Обычно все истории, которые я слышал, начинались со слов: «Однажды» или «Давным-давно». Я не могу уйти от традиций, так как рассказывать я буду о величайшей для меня краже со взломом.

Однажды, когда осень доживала свои последние теплые дни, я опять ночью прокрался к Риве. Она была грустной и поначалу в темноте я не заметил, что она чем-то расстроена. Она, как всегда, села рядом со мной и некоторое время мы сидели молча.

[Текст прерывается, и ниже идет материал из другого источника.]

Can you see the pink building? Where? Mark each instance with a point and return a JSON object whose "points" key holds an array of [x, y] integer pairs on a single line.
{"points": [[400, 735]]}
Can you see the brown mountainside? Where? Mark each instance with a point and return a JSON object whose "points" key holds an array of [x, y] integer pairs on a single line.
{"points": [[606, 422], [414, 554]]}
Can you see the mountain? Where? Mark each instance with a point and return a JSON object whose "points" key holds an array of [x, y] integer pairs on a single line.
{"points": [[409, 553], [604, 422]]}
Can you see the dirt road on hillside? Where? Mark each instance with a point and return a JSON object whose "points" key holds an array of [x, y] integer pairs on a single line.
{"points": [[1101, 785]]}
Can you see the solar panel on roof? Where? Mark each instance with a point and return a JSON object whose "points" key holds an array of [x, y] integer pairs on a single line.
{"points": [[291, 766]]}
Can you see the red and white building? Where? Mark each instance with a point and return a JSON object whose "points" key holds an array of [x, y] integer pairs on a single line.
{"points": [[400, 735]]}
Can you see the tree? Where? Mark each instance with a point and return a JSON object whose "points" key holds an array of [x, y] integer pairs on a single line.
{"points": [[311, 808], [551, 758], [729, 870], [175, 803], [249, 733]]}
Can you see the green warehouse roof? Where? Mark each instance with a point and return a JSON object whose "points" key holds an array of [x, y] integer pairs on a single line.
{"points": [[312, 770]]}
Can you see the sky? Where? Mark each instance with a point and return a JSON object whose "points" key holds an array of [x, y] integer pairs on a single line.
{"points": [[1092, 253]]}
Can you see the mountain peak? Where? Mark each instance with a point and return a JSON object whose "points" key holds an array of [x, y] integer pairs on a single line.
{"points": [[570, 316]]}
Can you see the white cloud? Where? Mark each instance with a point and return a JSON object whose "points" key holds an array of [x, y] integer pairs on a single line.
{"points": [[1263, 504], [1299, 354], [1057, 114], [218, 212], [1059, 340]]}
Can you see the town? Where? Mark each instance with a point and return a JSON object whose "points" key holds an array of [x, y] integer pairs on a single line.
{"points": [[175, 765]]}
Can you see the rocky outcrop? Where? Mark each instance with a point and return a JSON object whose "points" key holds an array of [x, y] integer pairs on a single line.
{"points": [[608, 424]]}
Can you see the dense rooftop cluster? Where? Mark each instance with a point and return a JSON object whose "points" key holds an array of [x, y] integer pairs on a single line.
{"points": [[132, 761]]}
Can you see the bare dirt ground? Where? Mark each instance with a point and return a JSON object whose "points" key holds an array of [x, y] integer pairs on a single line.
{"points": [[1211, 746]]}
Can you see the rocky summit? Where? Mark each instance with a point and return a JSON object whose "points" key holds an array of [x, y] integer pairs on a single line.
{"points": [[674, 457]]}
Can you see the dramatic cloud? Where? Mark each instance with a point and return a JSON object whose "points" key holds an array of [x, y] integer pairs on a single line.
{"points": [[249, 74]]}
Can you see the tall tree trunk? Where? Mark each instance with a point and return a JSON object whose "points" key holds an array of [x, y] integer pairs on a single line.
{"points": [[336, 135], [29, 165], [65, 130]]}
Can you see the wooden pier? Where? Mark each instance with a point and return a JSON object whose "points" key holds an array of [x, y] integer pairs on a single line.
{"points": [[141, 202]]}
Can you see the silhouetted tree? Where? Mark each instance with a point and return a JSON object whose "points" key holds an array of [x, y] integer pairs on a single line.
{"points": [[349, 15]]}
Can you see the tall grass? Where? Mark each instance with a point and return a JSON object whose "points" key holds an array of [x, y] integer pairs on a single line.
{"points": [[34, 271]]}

— Что случилось? — спросил ее я, не выдержав.

Она взяла меня за руку.

— Сегодня к нам приходил человек из Верхнего Города. Нас собрали в комнате у хозяйки и этот человек рассматривал нас, как будто бы кого-то выбирал. Он не сказал нам ни слова, только улыбался. Его улыбка была отвратительной, — пальцы, сжимавшие мою ладонь, дрогнули, — он был похож на змею. Его глаза были, как у змеи. Я смотрела на него и меня пробирала дрожь. Он осмотрел нас, кивнул хозяйке и ушел. После ухода мадам Кресно, хозяйка, сказала нам, что послезавтра я и еще несколько девочек отправятся на работу в Верхний Город.

Мое сердце упало, как кусок льда.

— Я и Ольга, моя подруга, — Рива судорожно вздохнула, — будем работать в доме Макфарлейнов.

Мое сердце билось в груди, как копыта подкованной лошади по мостовой.

— К нам доходили разные слухи о Верхнем Городе, — продолжала Рива, — не очень приятные слухи. Я слышала от воспитательниц, что в Верхнем Городе происходят плохие вещи с женской прислугой. Многие девочки, которых взяли в Верхний Город в прошлом месяце, обещали писать нам, но мы не получили ни одного письма. Двоих тогда тоже взяли в дом Макфарлейнов.

Она замолчала.

Мой мозг разрывался на части, мысли метались, как собаки, больные бешенством. Я лихорадочно соображал, что же нам делать дальше.

— Я боюсь, Аль, — прошептала она, — я боюсь потерять тебя. Я просила мадам Кресно оставить меня в приюте наставницей для младших девочек, но свободных мест нет и мне придется уехать.

— Нет, не придется, — процедил я сквозь сжатые зубы.

Я встал и выдохнул, как перед тем, как бросится со скалы в воду.